Remedying the API gateway

To expose our internal services to the outside world, we use what is known as an API Gateway. This is a central point of contact for the outside world to access the services Envato Market uses behind the scenes. Taking this approach allows authors to leverage the information and functionality Envato provides on its marketplaces within their own applications without duplicating or managing it themselves. It also benefits customers who want to programmatically interact with Envato Market for their purchases instead of using a web browser.

The old API gateway

The previous generation API gateway was a bespoke NodeJS application hosted in AWS. It was designed to be the single point of contact for authentication, authorisation, rate limiting and proxying of all API requests. This solution was conceived one weekend as a proof of concept and was quickly made ready for production in the weeks that followed.

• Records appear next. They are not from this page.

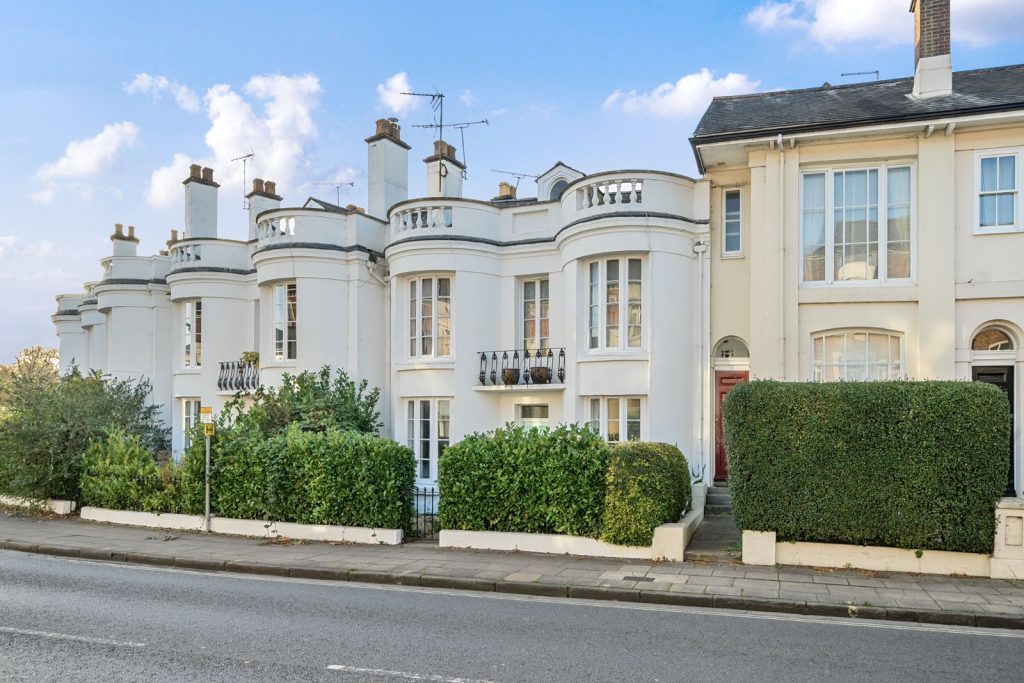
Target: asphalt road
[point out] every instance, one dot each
(64, 620)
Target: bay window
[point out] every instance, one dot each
(614, 303)
(856, 225)
(614, 418)
(193, 327)
(856, 354)
(430, 316)
(285, 322)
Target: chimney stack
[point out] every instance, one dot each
(201, 203)
(262, 198)
(443, 171)
(387, 168)
(933, 63)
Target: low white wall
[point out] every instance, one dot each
(52, 505)
(669, 544)
(250, 527)
(761, 548)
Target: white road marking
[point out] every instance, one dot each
(404, 674)
(68, 636)
(579, 602)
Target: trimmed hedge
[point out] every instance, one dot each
(563, 480)
(913, 465)
(648, 485)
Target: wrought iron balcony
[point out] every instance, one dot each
(238, 376)
(522, 367)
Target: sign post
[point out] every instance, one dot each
(206, 417)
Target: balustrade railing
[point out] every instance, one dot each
(238, 376)
(609, 191)
(522, 367)
(422, 217)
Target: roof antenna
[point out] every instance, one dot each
(861, 73)
(337, 188)
(517, 176)
(245, 161)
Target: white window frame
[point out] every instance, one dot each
(819, 367)
(415, 300)
(537, 342)
(738, 220)
(189, 418)
(285, 318)
(601, 304)
(882, 276)
(435, 441)
(601, 412)
(192, 332)
(1018, 155)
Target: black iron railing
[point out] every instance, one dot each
(522, 367)
(425, 526)
(238, 376)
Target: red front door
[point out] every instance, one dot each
(723, 384)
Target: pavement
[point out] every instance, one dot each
(72, 620)
(921, 598)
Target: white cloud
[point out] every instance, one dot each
(687, 96)
(280, 135)
(832, 23)
(390, 97)
(86, 158)
(155, 86)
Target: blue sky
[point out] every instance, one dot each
(107, 103)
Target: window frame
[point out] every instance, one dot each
(824, 334)
(192, 333)
(1018, 224)
(415, 317)
(436, 444)
(286, 348)
(882, 275)
(601, 304)
(601, 423)
(726, 252)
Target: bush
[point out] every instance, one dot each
(914, 465)
(648, 485)
(532, 480)
(48, 423)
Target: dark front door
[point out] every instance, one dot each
(1003, 377)
(723, 385)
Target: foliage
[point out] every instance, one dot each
(513, 479)
(914, 465)
(49, 422)
(648, 485)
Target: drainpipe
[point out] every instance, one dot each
(781, 256)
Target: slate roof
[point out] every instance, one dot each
(832, 107)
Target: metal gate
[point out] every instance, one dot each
(425, 526)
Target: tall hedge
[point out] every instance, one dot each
(914, 465)
(648, 485)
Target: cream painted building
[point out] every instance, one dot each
(872, 230)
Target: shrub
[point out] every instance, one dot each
(914, 465)
(48, 423)
(534, 480)
(119, 473)
(648, 485)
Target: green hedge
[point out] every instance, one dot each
(648, 485)
(564, 480)
(914, 465)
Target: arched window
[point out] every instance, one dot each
(558, 188)
(731, 347)
(991, 339)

This solution worked well and allowed Envato to expose a bunch of internal services via a single gateway, removing the need to know which underlying service it was connecting to and how to query it correctly.

Here is an overview of how the infrastructure looked:

Whilst building a Ruby client for the Envato API I noticed some niggling issues that I fixed internally however throughout the whole process, I was getting intermittent empty responses from the gateway. This was annoying but at the time I didn’t think much of it since my internet connection could have been to blame and there wasn’t any evidence of this being a known issue.

March 2016 saw Envato experience a major outage on the private API endpoints due to a change that incorrectly evaluated the authorisation step, resulting in all requests getting a forbidden response. You can read the PIR for full details however during this outage we had many of our authors get in touch and conveyed their justified frustrations. Due to this incident, we implemented a bunch of improvements to the API and created some future tasks to address some issues that weren’t user facing but would help us answering some questions we had about the reliability of our current solution.

Following on from these discussions, in April a couple of our elite authors got in touch regarding some ongoing connectivity issues with the API. They were experiencing random freezes in requests that would eventually just time out without a response or warning. During the conversations, they also mentioned they would see an occasional empty body in the responses. We spent a great deal of time investigating these reports and working with the elite authors to help mitigate the issue as much as possible. We finally managed to trace down some problematic requests and begin trying to replicate the issue locally.

Even though we were able to eventually reproduce the issue locally, it was very difficult to isolate the exact cause of the problem for a number of reasons:

  • The single API gateway application had so many responsibilities and tracing requests showed it crossing concerns at every turn.
  • We were using third party libraries for various parts of functionality, however the versions we were running were quite old and included many custom patches we added along the way to fit our needs.
  • The proxying functionality (used for sending requests to the backends) didn’t perform a simple passthrough. There was a great deal of code covering discrepancies in behaviour between backends and the content was rewritten at various stages to conform to certain expectations.

All of the above points were made even more difficult since we have very little in-house support for NodeJS and those who are familiar with it are primarily working on the front end components, not the backend so this was a new concept for them too.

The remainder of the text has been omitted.